ITEM 14. OTHER EXPENSES OF ISSUANCE AND DISTRIBUTION

     Our estimated expenses in connection with the distribution of the
securities being registered are as set forth in the following table:


                                                           
SEC Registration Fee........................................  $ 1,221
Legal Fees and Expenses.....................................    5,000
Accounting Fees and Expenses................................   15,000
Printing and Engraving Expenses.............................    1,000
Miscellaneous...............................................  $ 1,779
                                                              -------
  Total.....................................................  $24,000
                                                              =======


ITEM 15. INDEMNIFICATION OF DIRECTORS AND OFFICERS

     Officers and directors of Leap are covered by the provisions of the DGCL,
the charter, the bylaws, individual indemnification agreements with Leap and
insurance policies which serve to limit, and, in some instances, to indemnify
them against, certain liabilities which they may incur in such capacities. These
various provisions are described below.

     Elimination of Liability in Certain Circumstances. In June 1986, Delaware
enacted legislation which authorizes corporations to limit or eliminate the
personal liability of directors to corporations and their stockholders for
monetary damages for breach of directors' fiduciary duty of care. This duty of
care requires that, when acting on behalf of the corporation, directors must
exercise an informed business judgment based on all significant information
reasonably available to them. Absent the limitations now authorized by such
legislation, directors are accountable to corporations and their stockholders
for monetary damages for conduct constituting negligence or gross negligence in
the exercise of their duty of care. Although the statute does not change
directors' duty of care, it enables corporations to limit available relief to
equitable remedies such as injunction or rescission. The charter limits the
liability of directors to Leap or its stockholders (in their capacity as
directors but not in their capacity as officers) to the fullest extent permitted
by such legislation. Specifically, the directors of Leap will not be personally
liable for monetary damages for breach of a director's fiduciary duty as
director, except for liability:

     - for any breach of the director's duty of loyalty to Leap or its
       stockholders;

     - for acts or omissions not in good faith or which involve intentional
       misconduct or a knowing violation of law;

     - for unlawful payments of dividends or unlawful share repurchases or
       redemptions as provided in Section 174 of the DGCL; or

     - for any transaction from which the director derived an improper personal
       benefit.

     Indemnification and Insurance. As a Delaware corporation, Leap has the
power, under specified circumstances generally requiring the directors or
officers to have acted in good faith and in a manner they reasonably believe to
be in or not opposed to Leap's best interests, to indemnify its directors and
officers in connection with actions, suits or proceedings brought against them
by a third party or in the name of Leap, by reason of the fact that they were or
are such directors or officers, against expenses, judgments, fines and amounts
paid in settlement in connection with any such action, suit or proceeding. The
bylaws generally provide for mandatory indemnification of Leap's directors and
officers to the full extent provided by Delaware corporate law. In addition,
Leap has entered into indemnification agreements with its directors and officers
which generally provide for indemnification of the officers and directors to the
fullest extent permitted under Delaware law, including under circumstances for
which indemnification would otherwise be discretionary under Delaware law.

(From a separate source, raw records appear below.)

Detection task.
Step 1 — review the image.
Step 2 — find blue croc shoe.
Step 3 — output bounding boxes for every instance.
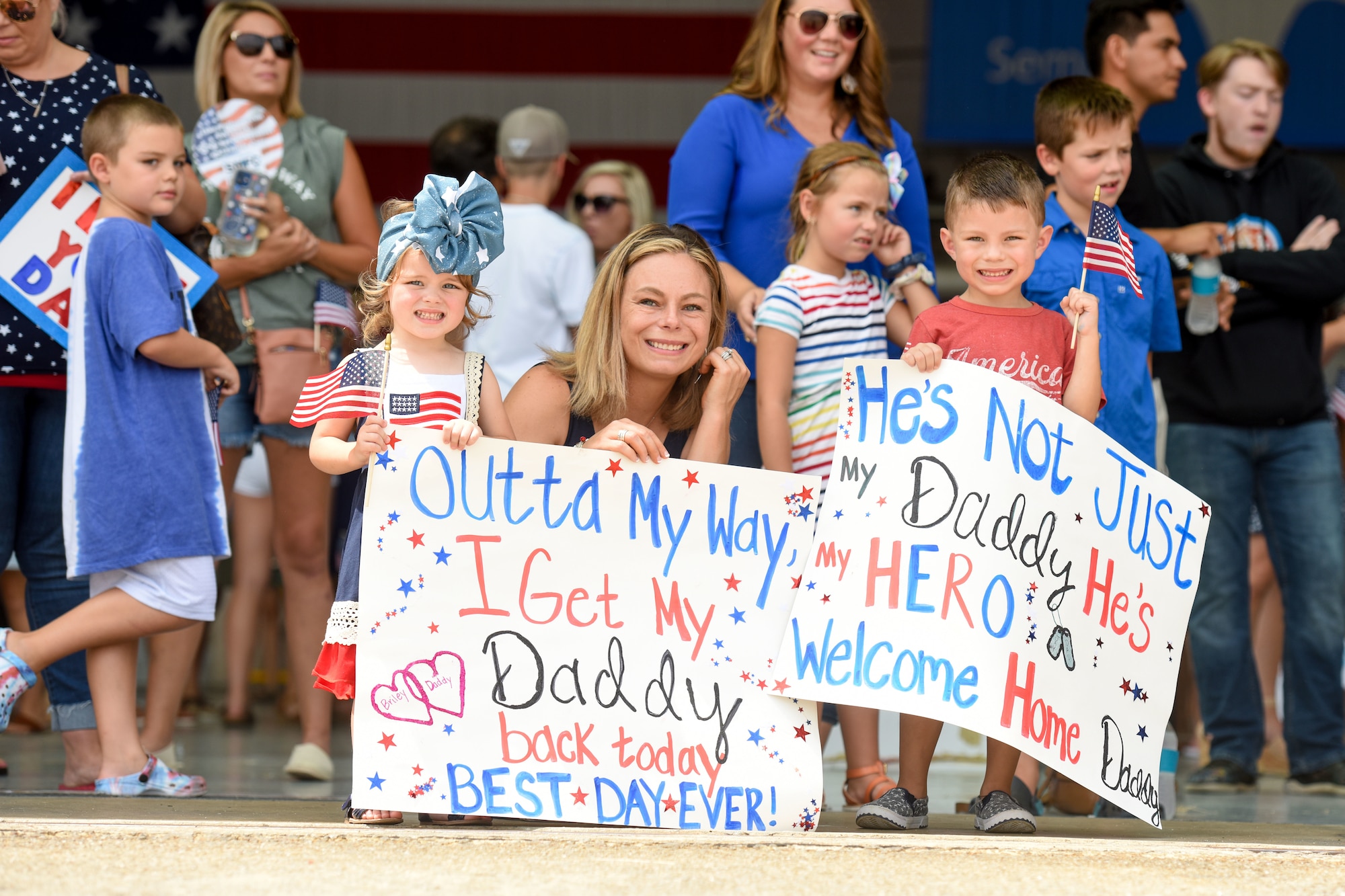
[0,628,38,731]
[93,756,206,797]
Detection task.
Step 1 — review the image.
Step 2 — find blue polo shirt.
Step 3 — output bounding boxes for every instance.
[1022,194,1181,467]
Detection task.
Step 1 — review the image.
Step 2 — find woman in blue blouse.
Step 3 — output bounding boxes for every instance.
[668,0,932,805]
[668,0,933,467]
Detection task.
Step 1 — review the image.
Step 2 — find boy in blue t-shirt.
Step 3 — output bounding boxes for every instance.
[0,94,238,797]
[1022,77,1181,466]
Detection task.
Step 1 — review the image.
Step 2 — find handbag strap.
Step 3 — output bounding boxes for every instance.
[463,351,486,422]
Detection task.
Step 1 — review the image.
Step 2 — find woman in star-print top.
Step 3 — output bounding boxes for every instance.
[0,0,206,790]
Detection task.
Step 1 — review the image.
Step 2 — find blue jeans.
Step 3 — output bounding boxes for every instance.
[1167,419,1345,775]
[0,384,95,731]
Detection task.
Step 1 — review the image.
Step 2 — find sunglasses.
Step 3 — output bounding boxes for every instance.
[574,192,629,214]
[785,9,866,40]
[229,31,299,59]
[0,0,38,22]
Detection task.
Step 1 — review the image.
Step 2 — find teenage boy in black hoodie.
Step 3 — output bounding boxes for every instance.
[1154,40,1345,794]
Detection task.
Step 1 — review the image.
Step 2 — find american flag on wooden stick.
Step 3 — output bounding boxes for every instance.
[1084,200,1145,298]
[289,348,385,426]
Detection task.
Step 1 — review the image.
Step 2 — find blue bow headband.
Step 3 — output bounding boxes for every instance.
[378,171,504,286]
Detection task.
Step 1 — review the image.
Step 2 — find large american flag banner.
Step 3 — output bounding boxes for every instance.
[1084,199,1145,298]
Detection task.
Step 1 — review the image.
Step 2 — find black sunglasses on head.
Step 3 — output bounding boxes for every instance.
[574,192,629,214]
[785,9,865,40]
[229,31,299,59]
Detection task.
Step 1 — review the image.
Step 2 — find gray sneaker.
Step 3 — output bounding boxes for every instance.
[971,790,1037,834]
[854,787,929,830]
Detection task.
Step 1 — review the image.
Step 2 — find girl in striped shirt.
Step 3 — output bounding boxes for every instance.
[756,142,939,807]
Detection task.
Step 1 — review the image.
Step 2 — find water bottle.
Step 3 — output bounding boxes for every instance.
[218,168,270,255]
[1186,255,1223,336]
[1158,724,1180,821]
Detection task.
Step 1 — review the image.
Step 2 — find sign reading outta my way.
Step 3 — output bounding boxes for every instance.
[776,360,1209,826]
[354,427,822,833]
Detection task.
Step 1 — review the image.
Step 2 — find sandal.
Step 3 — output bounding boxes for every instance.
[841,762,897,807]
[417,813,494,827]
[340,797,402,825]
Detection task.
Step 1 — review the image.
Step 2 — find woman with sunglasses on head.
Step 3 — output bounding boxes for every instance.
[668,0,933,807]
[565,160,654,263]
[0,0,206,790]
[196,0,378,780]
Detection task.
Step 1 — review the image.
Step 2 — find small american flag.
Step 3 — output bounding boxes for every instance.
[289,348,385,426]
[1084,200,1145,298]
[313,280,358,335]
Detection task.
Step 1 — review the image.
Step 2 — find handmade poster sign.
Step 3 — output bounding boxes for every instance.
[0,149,218,347]
[776,360,1209,826]
[352,430,822,831]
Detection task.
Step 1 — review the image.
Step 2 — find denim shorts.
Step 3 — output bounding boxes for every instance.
[219,364,313,448]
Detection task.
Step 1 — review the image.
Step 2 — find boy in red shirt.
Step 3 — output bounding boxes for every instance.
[855,152,1104,834]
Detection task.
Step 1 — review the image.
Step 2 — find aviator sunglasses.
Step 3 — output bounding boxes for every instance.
[234,30,299,59]
[784,9,865,40]
[574,192,629,214]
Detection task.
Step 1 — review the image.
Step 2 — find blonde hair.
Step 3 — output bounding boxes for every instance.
[359,199,490,348]
[721,0,896,149]
[565,159,654,230]
[195,0,304,118]
[547,223,728,430]
[784,142,888,263]
[1196,38,1289,90]
[79,93,182,163]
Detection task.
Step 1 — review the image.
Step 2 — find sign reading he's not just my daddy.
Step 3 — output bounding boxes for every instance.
[777,360,1209,826]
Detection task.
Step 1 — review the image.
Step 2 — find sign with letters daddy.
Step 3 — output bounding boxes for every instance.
[352,427,822,831]
[776,360,1209,826]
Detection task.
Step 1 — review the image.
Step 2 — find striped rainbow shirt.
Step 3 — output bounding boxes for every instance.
[756,265,896,491]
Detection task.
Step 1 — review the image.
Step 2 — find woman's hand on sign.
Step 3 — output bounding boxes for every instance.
[584,417,672,463]
[873,220,911,268]
[1060,286,1098,336]
[901,341,943,372]
[444,419,482,451]
[698,345,752,417]
[350,417,387,467]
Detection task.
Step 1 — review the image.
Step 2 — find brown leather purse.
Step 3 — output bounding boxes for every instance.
[238,286,332,423]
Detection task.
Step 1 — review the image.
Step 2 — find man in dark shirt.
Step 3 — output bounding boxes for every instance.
[1154,40,1345,794]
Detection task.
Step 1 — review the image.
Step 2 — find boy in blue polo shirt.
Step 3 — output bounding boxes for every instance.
[1022,77,1181,466]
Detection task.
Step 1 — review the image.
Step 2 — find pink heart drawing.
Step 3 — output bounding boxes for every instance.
[402,650,467,719]
[369,669,434,725]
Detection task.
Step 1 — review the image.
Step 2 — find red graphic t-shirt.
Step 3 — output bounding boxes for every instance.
[907,296,1107,407]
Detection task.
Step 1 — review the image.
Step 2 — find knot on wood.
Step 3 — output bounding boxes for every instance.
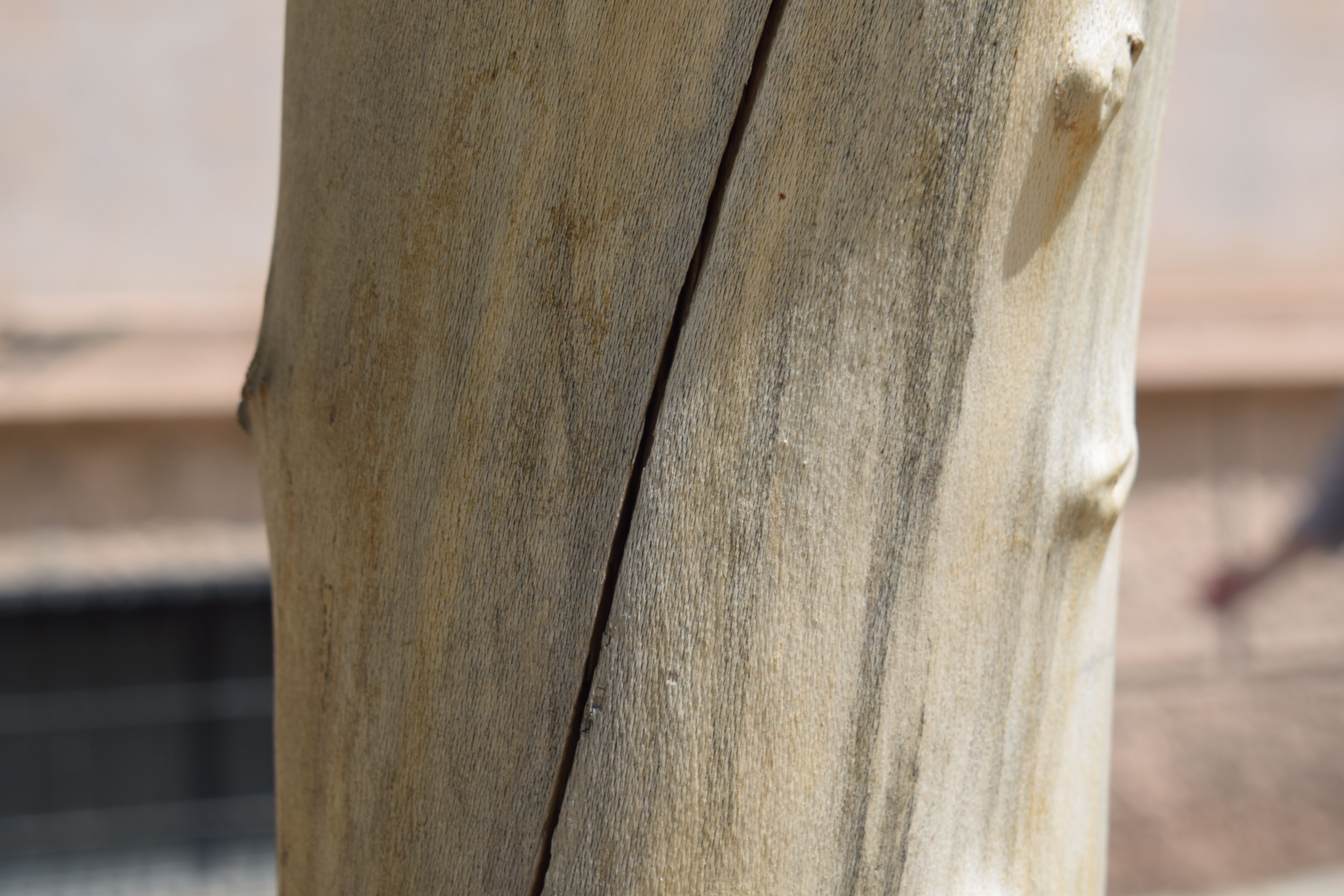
[1055,1,1144,141]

                                       II-1
   32

     Leap has purchased and intends to maintain insurance on behalf of any
person who is or was a director or officer of Leap, or is or was a director or
officer of Leap serving at the request of Leap as a director, officer, employee
or agent of another corporation, partnership, joint venture, trust, employee
benefit plan or other enterprise against any liability asserted against him or
her and incurred by him or her in any such capacity, or arising out of his or
her status as such, whether or not Leap would have the power or obligation to
indemnify him or her against such liability under the provisions of its charter
or bylaws.

ITEM 16. EXHIBITS



EXHIBIT
NUMBER                               DESCRIPTION
-------                              -----------
          
  4.1 (1)    Form of Common Stock Certificate.
  4.2.1(2)   Rights Agreement, dated as of September 14, 1998, between
             the Registrant and Harris Trust Company of California.
  4.2.2(3)   First Amendment to Rights Agreement, dated as of February 8,
             2000, between Leap Wireless International, Inc. and Harris
             Trust Company of California.
  4.2.3(3)   Second Amendment to Rights Agreement, dated as of March 30,
             2000, between Leap Wireless International, Inc. and Harris
             Trust Company of California.
  5.1        Opinion of Latham & Watkins.
 23.1        Consent of Latham & Watkins. Reference is made to Exhibit
             5.1.
 23.2        Consent of PricewaterhouseCoopers LLP.
 23.3        Consent of PricewaterhouseCoopers.
 24.1        Powers of Attorney (contained on the signature page of this
             Registration Statement).


-------------------------
(1) Filed as an exhibit to Leap's Registration Statement on Form 10, as amended
    (File No. 0-29752), and incorporated herein by reference.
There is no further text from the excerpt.